Journal du conteur

Dans les empreintes laissées par ses larges chaussures…

Dans les empreintes laissées par ses larges chaussures je pose mes pas, j’efface de mes traces les siennes, et je le suis, sans le voir, sans savoir vers où m’entraîne celui que sans le connaître, d’après le seul tracé de ses pas, je me suis choisi pour guide. Sait-il lui-même où il va ? Et qui le guide, lui ? Je préfère croire qu’il est un de ceux, un des rares qui créent leur propre chemin, et qui servent de guide à tous les autres qui comme moi ne le peuvent ou ne le veulent pas.

Parfois lors de mes pauses je me retourne et j’essaye d’apercevoir à l’horizon dans mes traces celui ou un de ceux dont je suis le guide. L’horizon reste désespérément vide, et sans savoir si je ne suis encore le guide de personne ou si j’ai manqué de patience je reprends ma route. Par dépit j’ai parfois la tentation de balayer du pied mes traces après moi ; jusqu’à présent je me suis toujours repris avant.

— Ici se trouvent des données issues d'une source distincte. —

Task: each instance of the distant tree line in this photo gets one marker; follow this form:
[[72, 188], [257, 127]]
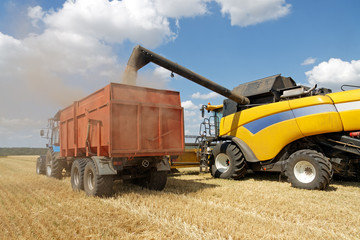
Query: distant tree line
[[22, 151]]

Quand je croise d’autres traces, je m’arrête un moment au cas où passerait quelqu’un, mais je n’ai encore jamais rencontré personne ; pour voir du monde il faut attendre d’aboutir aux nombreux centres de vie commune établis aux plus grands carrefours, où chacun rassasie plus ou moins vite sa sociabilité. La majorité des hommes un jour ou l’autre s’arrêtent et s’installent dans un de ces centres. Une minorité préfère continuer de suivre des traces, ou les inventer.

Souvent je rêve de suivre les traces d’un autre à l’une de ces rares occasions où j’en croise. Cela ne changerait rien pour ceux dont je suis ou serai le guide, me dis-je, sans pour autant me rassurer complètement. Mais chaque fois le courage me manque, la peur me paralyse, et je m’abandonne aux traces que je me suis assignées censément une fois pour toutes.